The United States (U.S.) healthcare system produces an enormous volume of data with a vast number of financial transactions generated by physicians administering healthcare services. This makes healthcare fraud difficult to detect, especially when there are considerably less fraudulent transactions than non-fraudulent. Fraud is an extremely important issue for healthcare, as fraudulent activities within the U.S. healthcare system contribute to significant financial losses. In the U.S., the elderly population continues to rise, increasing the need for programs, such as Medicare, to help with associated medical expenses.

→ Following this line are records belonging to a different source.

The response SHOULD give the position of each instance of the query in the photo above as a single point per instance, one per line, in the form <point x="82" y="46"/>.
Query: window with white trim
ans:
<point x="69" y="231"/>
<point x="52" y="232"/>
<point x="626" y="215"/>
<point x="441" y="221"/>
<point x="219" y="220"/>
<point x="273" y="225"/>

Unfortunately, due to healthcare fraud, these programs are being adversely affected, draining resources and reducing the quality and accessibility of necessary healthcare services. In response, advanced data analytics have recently been explored to detect possible fraudulent activities. The Centers for Medicare and Medicaid Services (CMS) released several 'Big Data' Medicare claims datasets for different parts of their Medicare program to help facilitate this effort.
In this dissertation, we employ three CMS Medicare Big Data datasets to evaluate the fraud detection performance available using advanced data analytics techniques, specifically machine learning. We use two distinct approaches, designated as anomaly detection and traditional fraud detection, where each have very distinct data processing and feature engineering. Anomaly detection experiments classify by provider specialty, determining whether outlier physicians within the same specialty signal fraudulent behavior. Traditional fraud detection refers to the experiments directly classifying physicians as fraudulent or non-fraudulent, leveraging machine learning algorithms to discriminate between classes. We present our novel data engineering approaches for both anomaly detection and traditional fraud detection including data processing, fraud mapping, and the creation of a combined dataset consisting of all three Medicare parts. We incorporate the List of Excluded Individuals and Entities database to identify real-world fraudulent physicians for model evaluation. Regarding features, the final datasets for anomaly detection contain only claim counts for every procedure a physician submits while traditional fraud detection incorporates aggregated counts and payment information, specialty, and gender. Additionally, we compare cross-validation to the real-world application of building a model on a training dataset and evaluating on a separate test dataset for severe class imbalance and rarity.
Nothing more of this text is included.